Another criticism that has been made is that Markov models of language, including n-gram models, do not explicitly capture the performance/competence distinction. This is because n-gram models are not designed to model linguistic knowledge as such, and make no claims to being (even potentially) complete models of linguistic knowledge; instead, they are used in practical applications.

In practice, n-gram models have been shown to be extremely effective in modeling language data, which is a core component in modern statistical language applications.

Most modern applications that rely on n-gram based models, such as machine translation applications, do not rely exclusively on such models; instead, they typically also incorporate Bayesian inference. Modern statistical models are typically made up of two parts, a prior distribution describing the inherent likelihood of a possible result and a likelihood function used to assess the compatibility of a possible result with observed data. When a language model is used, it is used as part of the prior distribution (e.g. to gauge the inherent "goodness" of a possible translation), and even then it is often not the only component in this distribution.

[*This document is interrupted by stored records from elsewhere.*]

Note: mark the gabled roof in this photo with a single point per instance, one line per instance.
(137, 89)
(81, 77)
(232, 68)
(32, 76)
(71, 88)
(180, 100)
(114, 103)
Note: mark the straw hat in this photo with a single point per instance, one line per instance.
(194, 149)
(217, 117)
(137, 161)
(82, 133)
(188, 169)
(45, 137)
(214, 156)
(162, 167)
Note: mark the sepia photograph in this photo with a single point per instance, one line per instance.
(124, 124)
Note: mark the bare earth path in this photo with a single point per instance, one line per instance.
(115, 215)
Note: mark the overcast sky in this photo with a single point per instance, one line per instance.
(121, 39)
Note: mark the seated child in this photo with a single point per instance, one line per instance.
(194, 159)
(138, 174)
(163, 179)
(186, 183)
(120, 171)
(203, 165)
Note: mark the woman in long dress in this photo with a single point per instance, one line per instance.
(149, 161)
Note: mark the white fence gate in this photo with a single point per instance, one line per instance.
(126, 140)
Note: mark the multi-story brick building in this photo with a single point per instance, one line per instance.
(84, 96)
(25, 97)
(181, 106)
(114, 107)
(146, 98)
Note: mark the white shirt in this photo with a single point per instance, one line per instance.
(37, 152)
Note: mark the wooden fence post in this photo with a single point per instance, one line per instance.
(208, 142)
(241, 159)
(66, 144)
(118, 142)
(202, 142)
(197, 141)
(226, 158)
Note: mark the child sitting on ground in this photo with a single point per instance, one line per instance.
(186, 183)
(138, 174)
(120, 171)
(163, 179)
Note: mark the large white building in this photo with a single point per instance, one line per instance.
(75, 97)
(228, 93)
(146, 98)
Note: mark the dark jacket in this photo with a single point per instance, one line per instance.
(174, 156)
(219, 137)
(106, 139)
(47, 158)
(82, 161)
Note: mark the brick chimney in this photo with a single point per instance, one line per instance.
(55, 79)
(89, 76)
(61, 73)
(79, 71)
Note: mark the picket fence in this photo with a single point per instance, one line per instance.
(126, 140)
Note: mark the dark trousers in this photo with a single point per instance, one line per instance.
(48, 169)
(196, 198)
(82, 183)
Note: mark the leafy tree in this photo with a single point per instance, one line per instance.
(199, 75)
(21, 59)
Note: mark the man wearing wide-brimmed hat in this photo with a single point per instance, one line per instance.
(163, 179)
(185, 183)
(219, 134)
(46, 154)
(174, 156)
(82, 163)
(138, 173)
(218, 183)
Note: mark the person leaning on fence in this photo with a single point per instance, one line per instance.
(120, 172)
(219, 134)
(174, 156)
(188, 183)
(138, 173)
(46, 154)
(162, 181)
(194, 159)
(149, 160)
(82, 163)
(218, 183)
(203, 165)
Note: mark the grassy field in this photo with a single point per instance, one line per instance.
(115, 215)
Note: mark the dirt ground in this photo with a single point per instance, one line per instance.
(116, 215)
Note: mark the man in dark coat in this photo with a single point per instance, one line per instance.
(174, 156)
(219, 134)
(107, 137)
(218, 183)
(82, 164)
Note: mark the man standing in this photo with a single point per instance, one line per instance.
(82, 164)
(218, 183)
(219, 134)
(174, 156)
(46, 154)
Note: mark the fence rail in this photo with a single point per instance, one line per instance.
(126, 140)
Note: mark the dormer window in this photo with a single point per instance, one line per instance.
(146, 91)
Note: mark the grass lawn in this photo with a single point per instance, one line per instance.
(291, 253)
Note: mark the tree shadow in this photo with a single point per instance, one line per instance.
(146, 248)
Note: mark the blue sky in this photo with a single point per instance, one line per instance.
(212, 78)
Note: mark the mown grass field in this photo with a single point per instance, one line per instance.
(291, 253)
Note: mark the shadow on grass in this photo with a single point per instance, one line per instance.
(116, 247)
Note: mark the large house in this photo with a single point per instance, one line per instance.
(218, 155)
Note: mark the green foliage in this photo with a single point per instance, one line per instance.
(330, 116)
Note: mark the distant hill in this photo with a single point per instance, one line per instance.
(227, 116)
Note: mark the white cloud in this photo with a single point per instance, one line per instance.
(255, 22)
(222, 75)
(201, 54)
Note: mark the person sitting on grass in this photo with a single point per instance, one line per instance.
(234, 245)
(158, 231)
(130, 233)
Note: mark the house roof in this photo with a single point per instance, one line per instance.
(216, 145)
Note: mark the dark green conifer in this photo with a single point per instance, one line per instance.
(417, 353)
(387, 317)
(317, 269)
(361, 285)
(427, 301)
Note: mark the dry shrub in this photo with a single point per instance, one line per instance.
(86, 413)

Handcrafted features of various sorts are also used, for example variables that represent the position of a word in a sentence or the general topic of discourse. In addition, features based on the structure of the potential result, such as syntactic considerations, are often used. Such features are also used as part of the likelihood function, which makes use of the observed data. Conventional linguistic theory can be incorporated in these features (although in practice, it is rare that features specific to generative or other particular theories of grammar are incorporated, as computational linguists tend to be "agnostic" towards individual theories of grammar^{[citation needed]}).

Out-of-vocabulary words

Main article: Statistical machine translation

An issue when using n-gram language models are out-of-vocabulary (OOV) words. They are encountered in computational linguistics and natural language processing when the input includes words which were not present in a system's dictionary or database during its preparation. By default, when a language model is estimated, the entire observed vocabulary is used. In some cases, it may be necessary to estimate the language model with a specific fixed vocabulary. In such a scenario, the n-grams in the corpus that contain an out-of-vocabulary word are ignored. The n-gram probabilities are smoothed over all the words in the vocabulary even if they were not observed.^[7]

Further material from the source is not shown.